Here’s a snippet from the very beginning of the book, where we introduce King and our hero, the young sorcerer’s apprentice, Vanya Demidov.
Vanya tried to swallow but his throat burned from the smoke. Mr. King called it ‘incense,’ but it stank – some sticky sweet something-or-other he found at an occult shop.
“Get on the altar.” King’s voice sounded more harsh than usual, as though his excitement made him want to yell at Vanya.
The stone surface burned with cold and Vanya’s skin flinched from it. Already nude, his ass muscles threatened to cramp as he sat down. He tried to ignore the chill crawling up his crack toward his balls and squeezed his legs together to protect himself.
“Now lie back.”
“What?”
King’s hand whipped across Vanya’s face. It hurt, heavy and stinging, but more, the look in King’s brown eyes brought bile to Vanya’s throat.
“Don’t argue with me, boy. Lie back!”
King clenched his hand in the air and pain erupted along Vanya’s skin from his neck to his balls. He smacked his elbow on the stone’s edge in his haste to lie flat. His voice, begging for mercy, got drowned by King’s chanting and a rushing sound grew in Vanya’s ears.
Smoke from the brazier on the far end of the altar, near Vanya’s feet, filled the air. It billowed in a black cloud and boiled like a storm, writhing in midair. It slithered, snakelike, to the right and down toward Vanya’s body.

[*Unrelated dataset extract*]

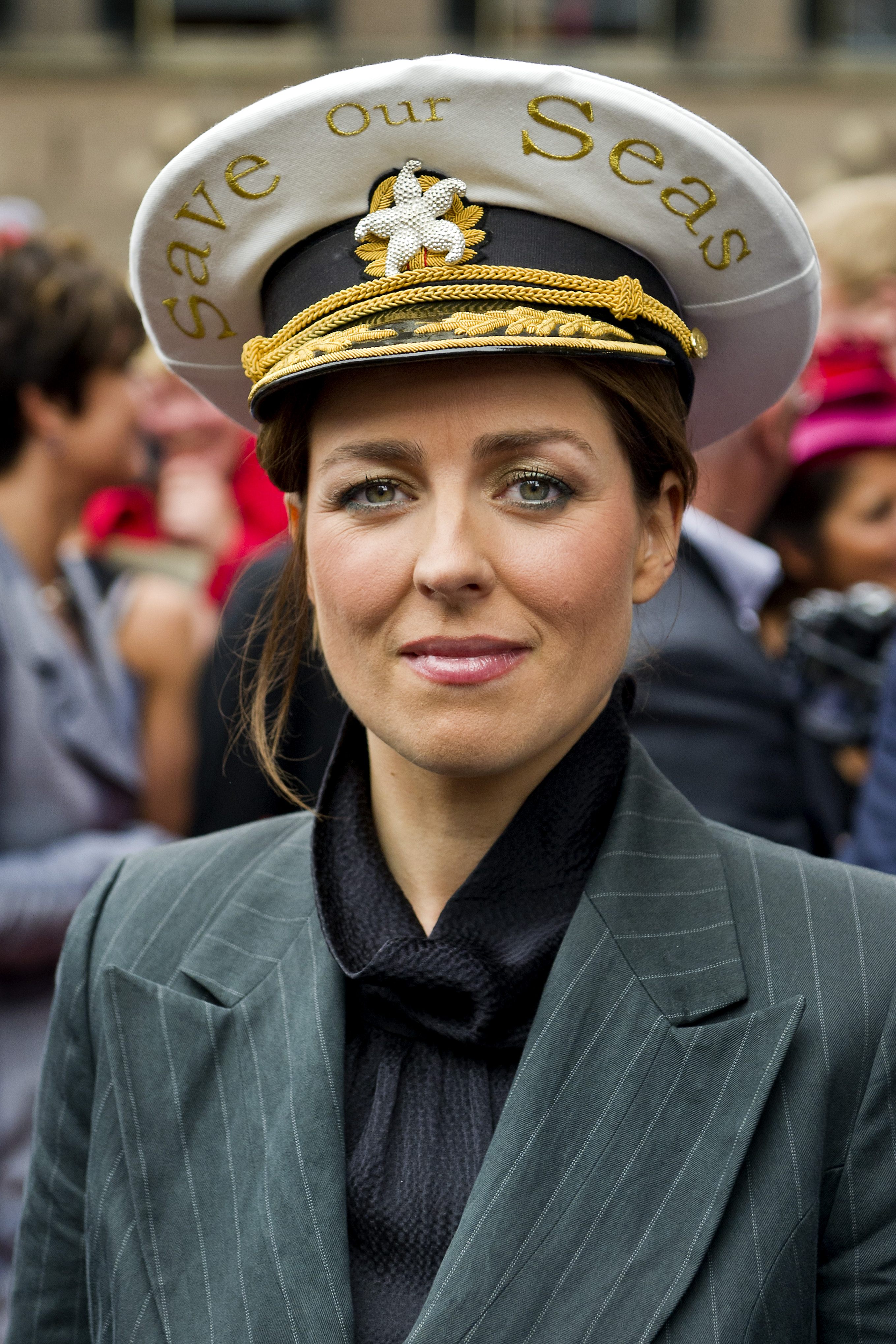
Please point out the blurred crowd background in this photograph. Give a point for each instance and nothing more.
(139, 537)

But when Vanya tried to move, his body lay like iron enclosed it.
“Master, please!” Vanya’s muscles cramped from the effort of moving, all to no avail. “Please, I can’t move.”
The steady chanting continued without break and Vanya caught enough of the Latin to understand the invocation called on the Element of Fire.
His stomach jolted. Not the Element of Fire. A fire elemental. And King offered Vanya as the sacrifice.
Vanya threw everything he had into his struggle. He screamed, over and over, but King didn’t stop his steady chant. Even Vanya’s terrified sobs did nothing to move him. Vanya’s body, exhausted, stopped finally, and he lay against the stone with tears on his face and sweat drying on his skin.
“Ignatius, I summon thee.” King’s voice sounded triumphant and assured of itself. He lowered a lit candle into an iron dish on the small altar in front of him, his eyes on the candle’s flame.
Then all hell broke loose.
The bowl exploded and took half the table with it. King shrieked and clapped a hand to his face, blood oozing from between his fingers. The table toppled, moving slowly, and spilled all the carefully prepared objects every-which-way across the stone floor. The spell holding Vanya to the table evaporated like a soap bubble but King didn’t seem to be looking at him.
Without warning, King scrambled for the hidden door, pushing it open and rushing outside without looking back.